Case ID: ad2d_139/html/0879-01.html
Source: Caselaw Access Project
Author: {"author": "—Mikoll, J.", "license": "Public Domain", "url": "https://static.case.law/"}
Date Created: 2024-08-24T03:29:51.129683

In the Matter of the Claim of Louis L. Woody, Appellant. Lillian Roberts, as Commissioner of Labor, Respondent.
   —Mikoll, J.

Appeal from a decision of the Unemployment Insurance Appeal Board, filed January 21, 1987, which ruled that claimant was ineligible to receive benefits because he was not employed a sufficient number of weeks during his base period.
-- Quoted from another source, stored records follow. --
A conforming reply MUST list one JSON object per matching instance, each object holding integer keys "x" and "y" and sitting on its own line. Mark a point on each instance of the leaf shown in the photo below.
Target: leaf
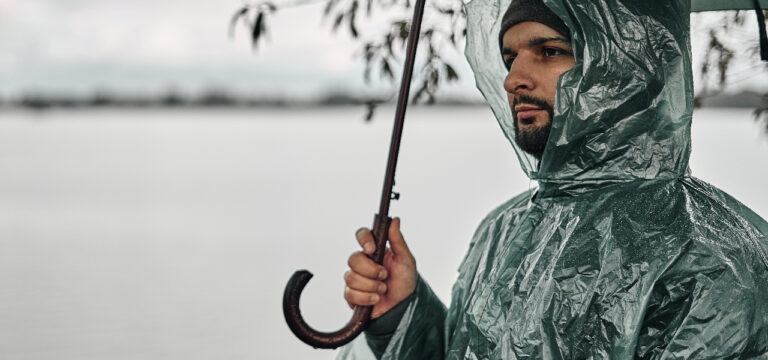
{"x": 386, "y": 70}
{"x": 434, "y": 77}
{"x": 451, "y": 73}
{"x": 233, "y": 22}
{"x": 352, "y": 28}
{"x": 337, "y": 22}
{"x": 370, "y": 108}
{"x": 328, "y": 7}
{"x": 352, "y": 15}
{"x": 258, "y": 29}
Claimant was employed as a purser by a steamship line. The employer discontinued the use of pursers and, in an agreement with claimant’s union, paid claimant severance pay from January 1986 to June 1986. Claimant ceased working on July 15, 1985 and filed an original claim for benefits effective July 21, 1986, thus establishing a base period from July 22, 1985 through July 20, 1986. Claimant received $11,031.12 in severance payments in 1986. Claimant sought unemployment insurance benefits which were denied by the Commissioner of Labor. This denial was affirmed by the Unemployment Insurance Appeal Board, which held that claimant was ineligible to receive benefits effective July 21, 1986 because he failed to file a valid original claim in that he had no weeks of employment during his base period.

The issue here is whether severance pay constitutes remuneration in the year it is received, thus giving claimant the necessary weeks of employment in his base period. Claimant urges that the agreement between the employer and his union to denominate these severance payments as wages should be controlling on the issue. We disagree (see, Matter of Politzer [Catherwood], 11 AD2d 839). Further, pursuant to Labor Law § 517 (2) (h), dismissal pay is excluded as remuneration. Relevant to the issue also is Labor Law § 524, which defines a "week of employment” as a week in which an employee did some work for his employer. Claimant had done no work for the employer in his base period.

The decision of the Board is thus supported by substantial evidence and should be affirmed.

Decision affirmed, without costs. Mahoney, P. J., Weiss, Mikoll, Yesawich, Jr., and Levine, JJ., concur.